Mató a su pareja en la casa y se fugó al monte

Janet Echeverría, de 23 años, fue asesinada por su pareja, Gustavo Quirico, de 25, de dos hachazos. El acusado se escapó y hasta anoche no había sido encontrado. Fue en una humilde casa al norte de la ciudad

“Esta vez fue en Rosario del Tala”, anunciaba ayer al mediodía la placa roja de un canal de televisión porteño. Janet Echeverría es una más de las mujeres que son asesinadas cada 30 horas en Argentina, en 2015, y la cuarta en la provincia. La joven de 25 años estaba en pareja con Gustavo Quirico, de 25, con quien tenía una hija de un año. Hacía un tiempo que sufría violencia de género, por lo que ya habría denunciado y pedido ayuda a la Justicia. Ayer a la mañana el joven la mató con un hacha y se fugó. La Policía lo busca por la zona rural, con complicaciones por la lluvia.

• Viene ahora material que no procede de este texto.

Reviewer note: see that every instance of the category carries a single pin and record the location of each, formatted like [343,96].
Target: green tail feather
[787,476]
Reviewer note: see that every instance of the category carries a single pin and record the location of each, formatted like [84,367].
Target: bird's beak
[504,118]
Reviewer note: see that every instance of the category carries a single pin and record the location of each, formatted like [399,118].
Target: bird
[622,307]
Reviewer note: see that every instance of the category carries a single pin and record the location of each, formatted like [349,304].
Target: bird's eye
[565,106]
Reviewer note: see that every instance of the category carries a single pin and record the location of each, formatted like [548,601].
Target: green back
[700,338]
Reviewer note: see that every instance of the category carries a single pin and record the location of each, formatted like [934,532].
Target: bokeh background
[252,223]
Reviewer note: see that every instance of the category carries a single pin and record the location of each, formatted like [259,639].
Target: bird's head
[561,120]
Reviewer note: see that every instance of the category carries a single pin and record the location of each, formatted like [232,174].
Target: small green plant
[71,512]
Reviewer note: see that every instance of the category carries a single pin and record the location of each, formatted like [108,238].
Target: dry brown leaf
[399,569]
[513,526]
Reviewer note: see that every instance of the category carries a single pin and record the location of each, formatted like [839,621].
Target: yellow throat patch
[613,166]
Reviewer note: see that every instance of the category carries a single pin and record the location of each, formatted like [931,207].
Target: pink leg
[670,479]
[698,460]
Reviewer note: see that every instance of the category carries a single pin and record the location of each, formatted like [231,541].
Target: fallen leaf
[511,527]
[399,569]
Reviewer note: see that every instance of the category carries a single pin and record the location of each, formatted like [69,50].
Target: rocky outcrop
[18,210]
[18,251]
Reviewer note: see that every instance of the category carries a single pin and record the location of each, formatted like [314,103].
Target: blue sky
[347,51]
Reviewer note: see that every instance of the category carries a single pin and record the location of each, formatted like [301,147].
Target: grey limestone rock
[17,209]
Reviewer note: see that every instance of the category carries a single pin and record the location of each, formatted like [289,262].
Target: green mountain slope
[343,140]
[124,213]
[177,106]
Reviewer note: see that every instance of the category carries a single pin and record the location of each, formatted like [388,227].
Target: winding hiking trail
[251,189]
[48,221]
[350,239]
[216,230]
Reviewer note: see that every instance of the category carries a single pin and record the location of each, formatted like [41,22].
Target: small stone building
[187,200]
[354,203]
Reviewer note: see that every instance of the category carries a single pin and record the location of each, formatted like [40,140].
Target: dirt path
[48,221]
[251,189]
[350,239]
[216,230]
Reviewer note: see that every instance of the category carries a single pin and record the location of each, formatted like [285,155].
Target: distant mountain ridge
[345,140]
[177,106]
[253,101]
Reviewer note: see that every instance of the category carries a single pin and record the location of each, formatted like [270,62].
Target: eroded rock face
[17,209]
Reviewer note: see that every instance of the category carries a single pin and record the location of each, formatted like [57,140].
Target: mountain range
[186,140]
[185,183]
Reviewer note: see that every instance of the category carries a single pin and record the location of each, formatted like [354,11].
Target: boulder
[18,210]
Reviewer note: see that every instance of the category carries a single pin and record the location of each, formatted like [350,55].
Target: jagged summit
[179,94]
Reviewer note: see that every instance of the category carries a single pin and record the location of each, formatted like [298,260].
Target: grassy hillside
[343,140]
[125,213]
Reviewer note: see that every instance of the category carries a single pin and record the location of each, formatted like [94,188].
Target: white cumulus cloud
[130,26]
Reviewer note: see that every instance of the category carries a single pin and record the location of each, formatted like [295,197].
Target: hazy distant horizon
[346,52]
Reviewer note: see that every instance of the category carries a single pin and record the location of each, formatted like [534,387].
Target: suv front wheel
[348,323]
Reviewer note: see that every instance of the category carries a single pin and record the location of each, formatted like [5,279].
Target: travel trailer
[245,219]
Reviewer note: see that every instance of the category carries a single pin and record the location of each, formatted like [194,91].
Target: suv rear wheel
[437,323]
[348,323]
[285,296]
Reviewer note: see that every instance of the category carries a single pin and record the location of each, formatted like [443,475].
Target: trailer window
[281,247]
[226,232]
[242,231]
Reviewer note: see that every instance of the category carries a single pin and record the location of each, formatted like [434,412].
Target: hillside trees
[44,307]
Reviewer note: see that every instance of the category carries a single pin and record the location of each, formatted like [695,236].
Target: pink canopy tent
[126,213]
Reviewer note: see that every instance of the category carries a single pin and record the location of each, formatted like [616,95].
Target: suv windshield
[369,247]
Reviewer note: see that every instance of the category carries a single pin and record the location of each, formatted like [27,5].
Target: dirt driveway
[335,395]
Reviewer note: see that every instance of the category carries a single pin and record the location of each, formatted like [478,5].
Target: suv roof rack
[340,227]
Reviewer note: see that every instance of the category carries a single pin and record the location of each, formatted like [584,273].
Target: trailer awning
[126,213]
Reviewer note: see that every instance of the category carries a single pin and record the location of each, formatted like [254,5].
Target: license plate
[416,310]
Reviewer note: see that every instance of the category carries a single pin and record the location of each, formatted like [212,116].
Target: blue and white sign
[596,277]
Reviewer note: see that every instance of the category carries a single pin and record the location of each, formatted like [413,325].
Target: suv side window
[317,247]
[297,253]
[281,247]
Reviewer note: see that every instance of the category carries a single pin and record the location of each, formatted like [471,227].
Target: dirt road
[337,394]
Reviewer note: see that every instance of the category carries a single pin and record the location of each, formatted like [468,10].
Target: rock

Janet, ama de casa, y Quirico, peón rural, vivían en una pequeña vivienda de la zona rural al norte de la localidad de Tala, en un barrio conocido como El Pueblito. En la misma casa viven los padres del muchacho y otra familiar, que sería una prima de Quirico. Ésta es quien escuchó el ruido de dos golpes secos, unos pasos y luego que la puerta se abrió. A la joven le llamó la atención porque eran las 6, fue hasta la habitación contigua y vio a Janet, sin moverse y ensangrentada. A un lado estaba la pequeña hija de la pareja.
Nadie sabe cuál fue el detonante, si es que lo hubo, ni tampoco importa: lo cierto es que el joven agarró un hacha y atacó a la mujer. La joven murió en el acto.
La familiar llamó a la Policía, que se hizo presente en el lugar. El homicidio se puso en conocimiento de la Fiscalía, a cargo de María Albertina Chichi, quien pidió al Juzgado de Garantías la detención de Quirico.
En las averiguaciones realizadas por la Policía entre los lugareños, se pudo saber que varios pudieron observar al sospechoso que salía de su casa y se dirigía campo adentro.
Quirico iba a pie, descalzo y con el torso desnudo. La búsqueda se extendió por la zona rural hasta donde se pudo, debido a que cayeron no menos de 130 milímetros de agua. Hasta anoche no había sido encontrado, y los investigadores no descartan ninguna posibilidad respecto de su paradero: puede estar escondido, pudo haber sufrido una descompensación, y no se descarta que haya tomado la decisión de quitarse la vida, teniendo en cuenta lo que manifestaron los familiares del prófugo.
En la Fiscalía declararon los familiares del acusado, que estaban en la casa pero en habitaciones separadas. Se pudo confirmar que no hubo ni siquiera una discusión previa, ya que pese a las pequeñas dimensiones de la vivienda nadie escuchó nada parecido.
El hacha que fue utilizada para el asesinato fue encontrada en el dormitorio y secuestrada como elemento de prueba fundamental para la causa. Por rigor, se peritarán los rastros de sangre y las huellas que podrían haber quedado en el mango.
“Lo único que falta es ubicarlo a él”, dijo el jefe de la Departamental Tala de la Policía, Claudio Tedesco, debido a que los elementos en la investigación son contundentes.
Cifras de un drama social
En Entre Ríos, Yanet Echeverría es la cuarta víctima de femicidio: las tres anteriores fueron Silvina Barreto (Aranguren, 5 de febrero), Susana Benítez (Concepción del Uruguay, 31 de agosto) y Josefina López (Concordia). A estas se suma una víctima por femicidio vinculado, Agustín Romero, el niño de siete años asesinado por su padre, Juan Carlos, para dañar a su madre, Hebe Rull, el 20 de abril, cuando chocó de frente contra un camión en la autovía nacional 14, en Concordia.
En Argentina, según la Casa del Encuentro, hasta el 31 de octubre se contaban 233 femicidios y femicidios vinculados de mujeres y niñas, y 36 femicidios vinculados de hombres y niños. Cada 30 horas una mujer es víctima fatal de la violencia machista en el país.